Changing Base Without Losing Pace: A GPU-Efficient Alternative to MatMul in DNNs
Nir Ailon, Akhiad Bercovich, Yahel Uffenheimer, Omri Weinstein
TL;DR
The paper tackles the bottleneck of MatMul in deep networks by introducing Strassen-Tile (STL), a GPU-native bilinear operator that operates on tiles of weight and activation matrices through learnable encoders and a decoder. STL reduces FLOPs substantially while preserving or increasing parameter count, demonstrated via tile-based approximations of 4×4 MatMuls and improvements in Imagenet-1K accuracy for a SoTA ViT model, with observed wall-clock speedups on GPUs. The work grounds STL in Strassen normal forms, analyzes its FLOPs/IO complexity, and details a GPU-friendly implementation that decomposes the compute into per-tile MatMuls over encoded tiles. Empirically, STL shows promise in under-parameterized regimes, with initialization and training strategy playing crucial roles, and points toward future exploration on larger architectures and specialized kernels. Overall, STL is a compelling building block toward scalable and cost-efficient AI, balancing speed, accuracy, and parameterization.
Abstract
Modern AI relies on huge matrix multiplications (MatMuls), whose computation poses a scalability problem for inference and training. We propose an alternative, GPU native bilinear operator to MatMuls in neural networks, which offers a three-way tradeoff between: speed, accuracy and parameter count.
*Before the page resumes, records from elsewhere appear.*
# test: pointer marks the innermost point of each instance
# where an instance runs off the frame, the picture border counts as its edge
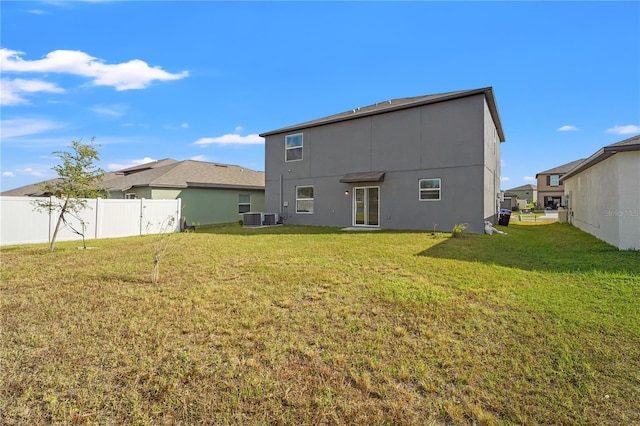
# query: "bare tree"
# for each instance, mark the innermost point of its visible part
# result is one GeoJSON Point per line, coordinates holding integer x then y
{"type": "Point", "coordinates": [78, 178]}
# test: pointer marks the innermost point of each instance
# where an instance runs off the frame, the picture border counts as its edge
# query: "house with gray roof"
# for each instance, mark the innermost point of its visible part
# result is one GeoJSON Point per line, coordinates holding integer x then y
{"type": "Point", "coordinates": [412, 163]}
{"type": "Point", "coordinates": [211, 193]}
{"type": "Point", "coordinates": [526, 192]}
{"type": "Point", "coordinates": [550, 188]}
{"type": "Point", "coordinates": [603, 194]}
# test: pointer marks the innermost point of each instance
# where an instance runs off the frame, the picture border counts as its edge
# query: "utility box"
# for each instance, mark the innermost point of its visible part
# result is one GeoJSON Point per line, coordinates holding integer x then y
{"type": "Point", "coordinates": [563, 215]}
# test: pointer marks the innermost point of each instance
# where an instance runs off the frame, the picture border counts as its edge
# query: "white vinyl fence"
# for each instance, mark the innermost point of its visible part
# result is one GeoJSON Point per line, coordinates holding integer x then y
{"type": "Point", "coordinates": [22, 223]}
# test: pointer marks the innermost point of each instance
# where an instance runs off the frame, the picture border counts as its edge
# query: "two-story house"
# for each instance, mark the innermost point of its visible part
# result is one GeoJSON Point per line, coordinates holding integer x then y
{"type": "Point", "coordinates": [550, 188]}
{"type": "Point", "coordinates": [413, 163]}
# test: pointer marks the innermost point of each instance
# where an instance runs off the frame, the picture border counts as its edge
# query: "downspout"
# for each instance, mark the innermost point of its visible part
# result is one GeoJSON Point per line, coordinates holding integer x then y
{"type": "Point", "coordinates": [280, 208]}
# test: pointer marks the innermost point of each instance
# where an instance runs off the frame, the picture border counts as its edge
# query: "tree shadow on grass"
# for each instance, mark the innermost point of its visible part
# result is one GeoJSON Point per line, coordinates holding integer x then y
{"type": "Point", "coordinates": [551, 247]}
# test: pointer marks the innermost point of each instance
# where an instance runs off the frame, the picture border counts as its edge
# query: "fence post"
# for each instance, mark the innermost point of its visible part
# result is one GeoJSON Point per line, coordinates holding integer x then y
{"type": "Point", "coordinates": [98, 207]}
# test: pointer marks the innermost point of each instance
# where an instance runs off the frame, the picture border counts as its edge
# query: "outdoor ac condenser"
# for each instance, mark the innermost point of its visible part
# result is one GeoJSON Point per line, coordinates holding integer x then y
{"type": "Point", "coordinates": [270, 219]}
{"type": "Point", "coordinates": [252, 219]}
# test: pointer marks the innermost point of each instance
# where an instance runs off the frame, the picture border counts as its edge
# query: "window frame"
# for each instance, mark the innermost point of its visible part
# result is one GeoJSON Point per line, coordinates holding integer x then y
{"type": "Point", "coordinates": [312, 199]}
{"type": "Point", "coordinates": [422, 190]}
{"type": "Point", "coordinates": [240, 203]}
{"type": "Point", "coordinates": [287, 148]}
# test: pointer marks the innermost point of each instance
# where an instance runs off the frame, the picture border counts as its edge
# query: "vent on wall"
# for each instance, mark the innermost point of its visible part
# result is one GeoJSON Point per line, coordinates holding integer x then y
{"type": "Point", "coordinates": [252, 219]}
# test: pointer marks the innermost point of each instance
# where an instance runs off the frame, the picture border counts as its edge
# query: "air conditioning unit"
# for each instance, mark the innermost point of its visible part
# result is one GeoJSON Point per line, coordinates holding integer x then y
{"type": "Point", "coordinates": [252, 219]}
{"type": "Point", "coordinates": [270, 219]}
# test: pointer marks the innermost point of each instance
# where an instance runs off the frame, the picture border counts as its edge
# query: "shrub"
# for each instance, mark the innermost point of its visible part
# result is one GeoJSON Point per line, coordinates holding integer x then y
{"type": "Point", "coordinates": [458, 230]}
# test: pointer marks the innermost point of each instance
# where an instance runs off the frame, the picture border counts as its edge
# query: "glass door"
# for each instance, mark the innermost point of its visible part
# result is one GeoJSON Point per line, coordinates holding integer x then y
{"type": "Point", "coordinates": [366, 206]}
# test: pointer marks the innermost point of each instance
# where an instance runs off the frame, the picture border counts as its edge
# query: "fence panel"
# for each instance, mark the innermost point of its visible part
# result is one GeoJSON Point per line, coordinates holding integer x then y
{"type": "Point", "coordinates": [21, 223]}
{"type": "Point", "coordinates": [84, 221]}
{"type": "Point", "coordinates": [118, 218]}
In particular, this operator requires substantially fewer FLOPs to evaluate ($\ll n^3$), yet increases the parameter count compared to MatMul ($\gg n^2$). We call this operator Strassen-Tile (STL). The key idea behind STL is a local learnable change-of-basis, applied on tiles of the weight and activation matrices, followed by an element-wise product between the tiles, implemented simultaneously via MatMul. The key technical question we study is how to optimize the change-of-basis of a given layer, which is a highly non-convex problem. We show that theory-backed initializations (inspired by fast matrix and polynomial multiplication) lead to substantially better accuracy than random SGD initialization. This phenomenon motivates further algorithmic study of STL optimization in DNNs. Our experiments demonstrate that STL can approximate 4x4 MatMul of tiles while reducing FLOPs by a factor of 2.66, and can improve Imagenet-1K accuracy of SoTA T2T-ViT-7 (4.3M parameters) while lowering FLOPs. Even with non-CUDA optimized PyTorch code, STL achieves wall-clock speedups in the compute-bound regime. These results, together with its theoretical grounds, suggest STL as a promising building block for scalable and cost-efficient AI.